Gejala tersebut membuat Yumna harus dilakukan cek laboratorium tambahan hingga rekam jantung karena saat itu menduga balita tersebut terkena penyakit Kawasaki. Dokter kemudian menyarankan untuk melakukan rujukan ke rumah sakit lain yang menyediakan dokter spesialis jantung anak.

"Setelah hasil keluar, langsung dirujuk ke RS tersebut dan dilakukan perawatan intensif. Esoknya di hari Sabtu pagi 10 September, langsung ditangani dokter jantung anak di USG dan Echo Jantung, hasilnya positif Kawasaki Disease," jelasnya.

Butuh Obat dari Eropa Atau China

Elsa mengaku dokter memberikan penawaran obat yang berasal dari Eropa atau China dengan harga lebih dari 40 juta rupiah. Ia menjelaskan obat bisa diberikan jika sudah melakukan pembayaran uang muka sebesar 80 persen. Setelah mendapat 14 vial obat China tersebut, kondisi anak kian membaik.

"Dokter memberikan penawaran obat yang diberikan. Tersedia obat buatan eropa dengan harga kurang lebih 60 juta, atau obat buatan cina dengan harga kurang lebih 42 juta," ujarnya.

Selama masa penyembuhan, Yumna disarankan untuk banyak mengonsumsi buah dan makanan berserat. Balita itu juga harus mengurangi aktivitas bermain di luar rumah dan memperbanyak waktu istirahat.

Tidak Tercover BPJS

Melalui video yang diunggahnya disebut penyakit ini tidak tercover BPJS. Saat dimintai konfirmasi lebih lanjut, Elsa membenarkan hal tersebut. Menurutnya, pihak rumah sakit menjelaskan hal ini terjadi karena penyakit kawasaki termasuk penyakit langka.

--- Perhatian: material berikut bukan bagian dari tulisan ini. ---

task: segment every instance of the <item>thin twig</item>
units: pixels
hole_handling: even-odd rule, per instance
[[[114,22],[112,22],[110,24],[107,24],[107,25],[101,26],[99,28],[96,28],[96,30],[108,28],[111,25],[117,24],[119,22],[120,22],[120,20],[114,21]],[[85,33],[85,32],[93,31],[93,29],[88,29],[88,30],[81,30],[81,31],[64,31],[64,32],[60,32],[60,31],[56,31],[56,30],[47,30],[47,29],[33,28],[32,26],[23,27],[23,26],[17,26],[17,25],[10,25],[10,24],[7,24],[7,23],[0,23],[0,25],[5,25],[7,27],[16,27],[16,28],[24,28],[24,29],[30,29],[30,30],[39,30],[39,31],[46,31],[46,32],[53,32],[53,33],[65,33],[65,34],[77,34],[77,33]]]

"Kami sempat bertanya, namun tidak ada alasan spesifik dari pihak RS dan dokter karena penyakit ini masuk kategori penyakit langka," ucap Elsa.

"Untuk obat utama yang 14 Vial tersebut tidak bisa dibayar dengan mencicil. Kami harus bayar DP langsung 80% dari harga keseluruhan obat," lanjutnya.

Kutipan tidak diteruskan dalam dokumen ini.